Landslide Case study- La Canchita
La Conchita is a very small community, located on the southern California coastline between Ventura and Santa Barbara. The community lies on a narrow strip of land about 250 meters (820 feet) wide between the shoreline and abutting a 180-meter (590 ft) high bluff. The top of the bluff is covered by avocado and citrus orchards. The bluff above La Conchita has a slope of approximately 35 degrees and consists of poorly cemented marine sediments
On March 4, 1995, the hill behind La Conchita failed, moving tens of meters in minutes, and buried nine homes with no loss of life.
The County of Ventura immediately declared the whole community a Geological Hazard Area, imposing building restrictions on the community to restrict new construction. Days later, on March 10, a subsequent debris flow from a canyon to the northwest damaged five additional houses in the north-western part of La Conchita. The dimensions of the slides were approximately 120 meters (390 feet) wide, 330 meters (1,080 feet) long, and 30 meters (98 ft) deep.

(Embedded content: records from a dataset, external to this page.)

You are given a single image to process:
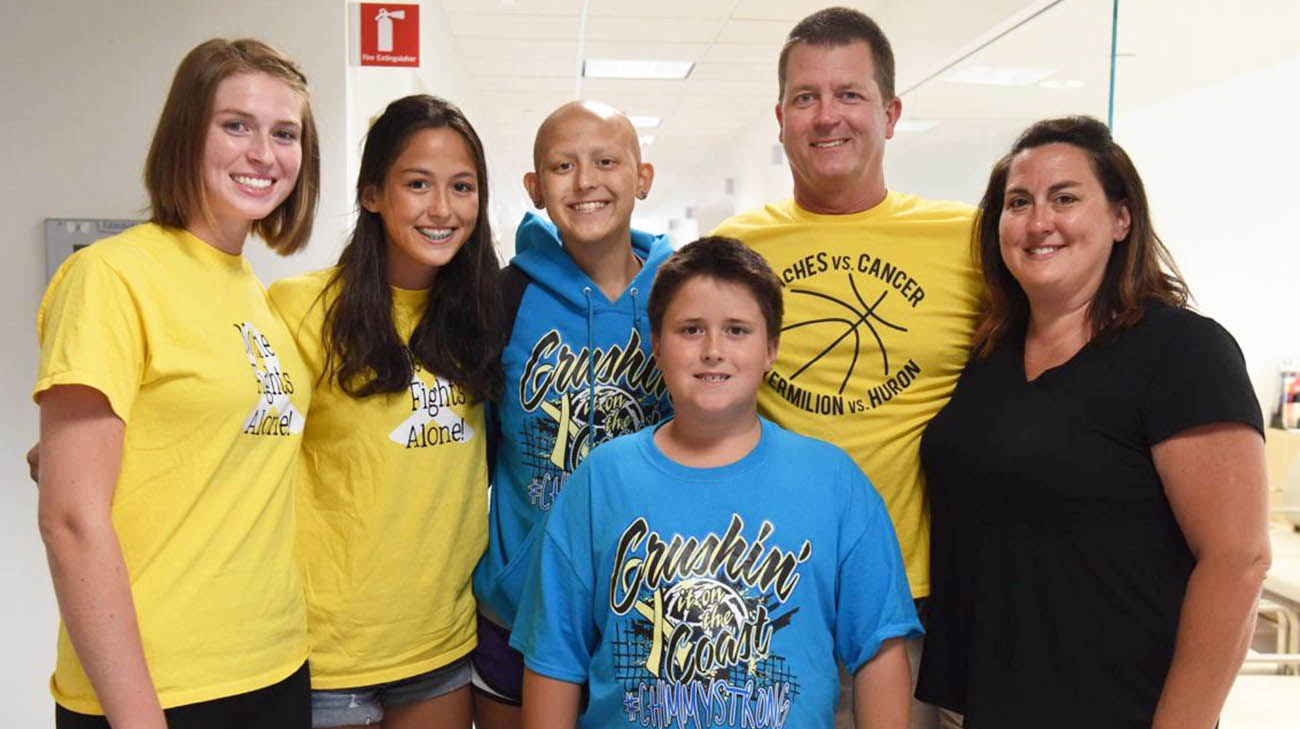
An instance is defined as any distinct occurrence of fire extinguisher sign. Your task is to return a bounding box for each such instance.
[351,3,420,66]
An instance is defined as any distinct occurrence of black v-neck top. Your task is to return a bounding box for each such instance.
[917,305,1264,729]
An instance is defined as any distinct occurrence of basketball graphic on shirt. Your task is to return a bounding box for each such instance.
[781,274,907,395]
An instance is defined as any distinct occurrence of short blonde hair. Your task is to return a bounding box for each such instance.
[144,38,321,256]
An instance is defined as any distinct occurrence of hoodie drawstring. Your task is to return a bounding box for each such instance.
[582,286,598,452]
[628,286,646,342]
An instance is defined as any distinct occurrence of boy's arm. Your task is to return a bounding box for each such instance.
[852,638,911,729]
[523,656,582,729]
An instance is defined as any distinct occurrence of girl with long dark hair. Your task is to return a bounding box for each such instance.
[270,96,501,729]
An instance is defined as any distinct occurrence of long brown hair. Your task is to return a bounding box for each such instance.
[144,38,321,256]
[972,117,1190,357]
[322,95,502,399]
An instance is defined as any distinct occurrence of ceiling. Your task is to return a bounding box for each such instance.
[441,0,1300,227]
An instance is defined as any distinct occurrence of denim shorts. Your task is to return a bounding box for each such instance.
[312,656,471,726]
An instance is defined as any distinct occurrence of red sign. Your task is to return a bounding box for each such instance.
[360,3,420,66]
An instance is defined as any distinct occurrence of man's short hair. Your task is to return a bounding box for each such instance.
[776,8,894,103]
[650,235,784,342]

The deposit covered approximately 4 hectares (9.9 acres), and the volume was estimated to be approximately 1.3 million cubic meters of sediment. The landslide slumped as a coherent mass of material.
Based on the opinion that surface water infiltration from irrigation contributed to the landslide, seventy-one homeowners sued La Conchita Ranch Co. in Bateman v. La Conchita Ranch Co. The judge ruled that irrigation was not the major cause of the slide and that the ranch owners were not responsible. The 2005 La Conchita Landslide occurred at the end of a 15–day period of near-record rainfall levels. From December 27, 2004 through January 10, 2005, the nearby city of Ventura received 378 millimetres (14.9 inches) of rainfall, only slightly less than its mean annual total of 390 millimetres (15.4 inches). On January 10, 2005, the south-eastern portion of the 1995 landslide deposit failed, resulting in shallow, rapid fluid flow, unlike the 1995 landslide. The volume of the landslide was estimated to be approximately 200,000 cubic meters with a surface 350 meters (1,150 feet) long and 80–100 meters (260–330 ft) wide. The landslide destroyed 13 houses and severely damaged 23 others. There were 10 confirmed fatalities. Subsequently, residents formed the La Conchita Community Organization (LCCO) to coordinate with government officials to determine the best way to protect the community. In March 2006, Governor of California, Arnold Schwarzenegger, allocated $667,000 for a scientific study to determine control measures to be taken to prevent future landslides.